Structural sharing. It means you don't have to copy the whole data structure but just the path to the root.

millstone · on April 6, 2018

I don't know - that sounds more like an implementation detail available to both. Obviously if you modify the first element of a value-type list, it's not going to copy the rest.

Persistent data structures are really about the interface: functions that would be traditionally mutating instead return new versions. Is there an advantage of that interface over mutable value-type collections? One advantage is that it works better with e.g. folds. But overall I think it's more awkward.

mookid11 · on April 7, 2018

The point is to share intermediate state of your data structure without headache.

For instance, if you write an interpreter, representing variable bindings with a functional map allows to reason about scope super easily; when you change scope, you just create a new map with the new variable bindings, and when the scope ends you just get back the map at the scope beginning which is still valid.

With a stateful hashtable, you need to undo the changes you did in you scope; the value of the table when opening the scope that you want to get back to is gone forever. Now it ties you program to a certain execution order. One way to see that is that if you want to collect environment to each scope in some data structure for some reason, you need to make deep copies everywhere.

masklinn · on April 7, 2018

> I don't know - that sounds more like an implementation detail available to both.

It impacts the performance profile of the collection, and thus isn't merely an implementation detail.

elihu · on April 7, 2018

It seems like it would be nice to just use the immutable interface and have it be mutable in the case that there's only one owner, but be able to fall back to immutability when you need it.

It could make refactoring and debugging easier. For instance, let's say you're part way through some operation and it fails, and the error recovery logic is buggy and leaves the data structure in an inconsistent state. You could debug the problem, but if you're in a hurry and you just need something that works right now, you can store a reference to the data structure at the beginning of the operation and revert to that if anything goes wrong. You'd pay a performance cost since all the direct in-place edits would turn into copies and allocations, but it would at least work.

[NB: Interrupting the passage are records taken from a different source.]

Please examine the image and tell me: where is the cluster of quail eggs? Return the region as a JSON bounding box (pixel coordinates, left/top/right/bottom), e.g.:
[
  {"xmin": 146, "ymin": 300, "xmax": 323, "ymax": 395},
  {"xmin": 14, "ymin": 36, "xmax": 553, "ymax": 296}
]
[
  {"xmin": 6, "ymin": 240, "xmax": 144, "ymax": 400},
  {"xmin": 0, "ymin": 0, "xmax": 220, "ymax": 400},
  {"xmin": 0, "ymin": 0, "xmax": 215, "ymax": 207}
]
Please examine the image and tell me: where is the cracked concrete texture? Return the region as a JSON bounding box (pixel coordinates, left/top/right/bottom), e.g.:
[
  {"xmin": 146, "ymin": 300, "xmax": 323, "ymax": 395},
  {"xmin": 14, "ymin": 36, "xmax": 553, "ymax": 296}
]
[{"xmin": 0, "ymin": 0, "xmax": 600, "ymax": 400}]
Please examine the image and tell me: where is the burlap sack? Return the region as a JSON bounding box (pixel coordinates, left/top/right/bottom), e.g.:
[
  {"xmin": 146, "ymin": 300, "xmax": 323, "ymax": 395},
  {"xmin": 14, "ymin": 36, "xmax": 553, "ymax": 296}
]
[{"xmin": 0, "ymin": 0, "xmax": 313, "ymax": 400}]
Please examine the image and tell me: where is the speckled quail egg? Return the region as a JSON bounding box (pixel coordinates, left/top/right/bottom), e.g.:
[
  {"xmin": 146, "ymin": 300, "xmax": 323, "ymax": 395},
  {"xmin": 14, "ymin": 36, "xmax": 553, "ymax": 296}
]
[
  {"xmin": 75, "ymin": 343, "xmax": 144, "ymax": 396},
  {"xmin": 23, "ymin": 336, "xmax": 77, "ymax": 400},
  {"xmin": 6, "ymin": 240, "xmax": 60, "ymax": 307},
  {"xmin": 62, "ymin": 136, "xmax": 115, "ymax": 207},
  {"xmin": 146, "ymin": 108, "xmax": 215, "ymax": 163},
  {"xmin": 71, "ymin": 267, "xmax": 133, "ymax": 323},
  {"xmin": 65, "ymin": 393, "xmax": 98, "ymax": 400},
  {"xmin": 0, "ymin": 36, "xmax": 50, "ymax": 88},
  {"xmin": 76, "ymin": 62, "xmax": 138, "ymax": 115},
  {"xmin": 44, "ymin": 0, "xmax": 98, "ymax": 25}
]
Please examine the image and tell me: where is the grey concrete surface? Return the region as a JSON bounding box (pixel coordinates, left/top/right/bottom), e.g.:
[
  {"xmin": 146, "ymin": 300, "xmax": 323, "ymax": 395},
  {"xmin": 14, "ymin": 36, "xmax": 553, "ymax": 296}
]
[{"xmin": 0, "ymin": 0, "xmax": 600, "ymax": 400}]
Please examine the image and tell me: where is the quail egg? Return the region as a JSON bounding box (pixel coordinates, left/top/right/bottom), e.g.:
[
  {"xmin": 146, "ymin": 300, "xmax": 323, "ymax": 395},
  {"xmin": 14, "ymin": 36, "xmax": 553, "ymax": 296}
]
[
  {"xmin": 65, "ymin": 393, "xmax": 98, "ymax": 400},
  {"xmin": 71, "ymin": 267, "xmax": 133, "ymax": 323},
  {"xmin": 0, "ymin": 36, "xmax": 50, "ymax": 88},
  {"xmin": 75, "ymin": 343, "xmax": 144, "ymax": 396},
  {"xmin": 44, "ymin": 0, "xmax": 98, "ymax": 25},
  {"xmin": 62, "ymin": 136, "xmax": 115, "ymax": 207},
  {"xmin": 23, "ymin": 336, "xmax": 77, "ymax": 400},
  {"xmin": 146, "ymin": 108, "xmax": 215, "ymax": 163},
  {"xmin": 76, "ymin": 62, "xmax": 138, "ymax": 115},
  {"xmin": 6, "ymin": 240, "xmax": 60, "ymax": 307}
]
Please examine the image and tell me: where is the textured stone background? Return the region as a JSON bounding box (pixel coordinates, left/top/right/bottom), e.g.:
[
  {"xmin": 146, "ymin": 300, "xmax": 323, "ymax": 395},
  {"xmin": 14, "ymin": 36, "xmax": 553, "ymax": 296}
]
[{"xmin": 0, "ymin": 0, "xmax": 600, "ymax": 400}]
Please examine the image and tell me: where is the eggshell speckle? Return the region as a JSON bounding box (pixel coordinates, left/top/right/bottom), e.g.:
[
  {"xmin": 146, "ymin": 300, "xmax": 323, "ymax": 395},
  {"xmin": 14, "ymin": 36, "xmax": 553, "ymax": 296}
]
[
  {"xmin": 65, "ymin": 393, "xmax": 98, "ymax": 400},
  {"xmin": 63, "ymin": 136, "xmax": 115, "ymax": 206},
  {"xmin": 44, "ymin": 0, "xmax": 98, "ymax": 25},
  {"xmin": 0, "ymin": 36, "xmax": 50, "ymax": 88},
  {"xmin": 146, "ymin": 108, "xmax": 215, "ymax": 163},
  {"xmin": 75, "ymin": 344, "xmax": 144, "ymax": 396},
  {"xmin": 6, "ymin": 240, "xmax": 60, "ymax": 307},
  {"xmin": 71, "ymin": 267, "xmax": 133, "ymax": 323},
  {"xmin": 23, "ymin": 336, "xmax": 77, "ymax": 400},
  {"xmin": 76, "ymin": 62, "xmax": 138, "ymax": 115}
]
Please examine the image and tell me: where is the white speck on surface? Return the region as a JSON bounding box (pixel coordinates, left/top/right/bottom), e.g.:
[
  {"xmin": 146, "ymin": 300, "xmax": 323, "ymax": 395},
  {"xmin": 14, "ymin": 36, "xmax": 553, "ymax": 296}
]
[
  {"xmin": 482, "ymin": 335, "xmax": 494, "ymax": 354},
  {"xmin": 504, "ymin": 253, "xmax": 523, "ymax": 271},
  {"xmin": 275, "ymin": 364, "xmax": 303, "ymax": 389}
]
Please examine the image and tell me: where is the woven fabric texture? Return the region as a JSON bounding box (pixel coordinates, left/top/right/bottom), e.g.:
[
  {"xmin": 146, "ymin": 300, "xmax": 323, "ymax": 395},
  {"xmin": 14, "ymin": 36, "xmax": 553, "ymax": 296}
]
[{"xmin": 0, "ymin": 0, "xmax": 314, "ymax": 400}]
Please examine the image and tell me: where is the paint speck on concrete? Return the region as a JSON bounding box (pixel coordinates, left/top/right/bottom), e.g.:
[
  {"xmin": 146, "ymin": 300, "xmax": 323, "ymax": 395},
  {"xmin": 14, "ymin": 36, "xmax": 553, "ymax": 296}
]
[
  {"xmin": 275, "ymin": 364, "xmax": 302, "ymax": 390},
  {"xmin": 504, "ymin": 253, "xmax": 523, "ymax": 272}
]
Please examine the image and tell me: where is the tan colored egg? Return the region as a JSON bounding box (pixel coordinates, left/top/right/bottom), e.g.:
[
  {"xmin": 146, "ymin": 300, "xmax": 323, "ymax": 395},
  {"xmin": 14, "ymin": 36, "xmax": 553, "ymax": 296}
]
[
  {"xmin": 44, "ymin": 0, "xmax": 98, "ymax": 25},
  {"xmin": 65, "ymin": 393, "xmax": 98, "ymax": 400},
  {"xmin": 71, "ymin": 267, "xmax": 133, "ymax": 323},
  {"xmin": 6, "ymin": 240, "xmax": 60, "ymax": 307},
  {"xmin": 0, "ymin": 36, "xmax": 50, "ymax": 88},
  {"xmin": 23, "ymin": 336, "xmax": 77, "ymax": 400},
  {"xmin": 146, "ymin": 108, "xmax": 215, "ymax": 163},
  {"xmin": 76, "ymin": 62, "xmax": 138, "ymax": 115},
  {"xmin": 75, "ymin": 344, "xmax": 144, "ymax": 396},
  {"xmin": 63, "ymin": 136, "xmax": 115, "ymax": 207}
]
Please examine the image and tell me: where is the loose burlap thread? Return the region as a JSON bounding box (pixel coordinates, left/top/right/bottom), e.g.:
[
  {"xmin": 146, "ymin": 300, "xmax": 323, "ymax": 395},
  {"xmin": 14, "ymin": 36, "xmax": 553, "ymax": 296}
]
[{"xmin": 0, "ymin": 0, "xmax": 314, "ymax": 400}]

Similarly, you could develop a program initially in an all-immutable multi-owner style, and then selectively convert codepaths to single-owner style to get better performance in the parts where performance matters.

kbsletten · on April 7, 2018

This, of course requires tracking of owners. If you're on the JVM, that's not so cheap. If you're already tracking pointers or can do compiler-aided RAII like python, or c++ then it's relatively simple unless you also need recursive data structures which "own" themselves.

nine_k · on April 7, 2018

Lack of defensive copying (widespread e.g. in Java) may alone be worth it, performance-wise.

Also, shared data are much easier to reason about if it's immutable (not necessarily even in a concurrent execution context).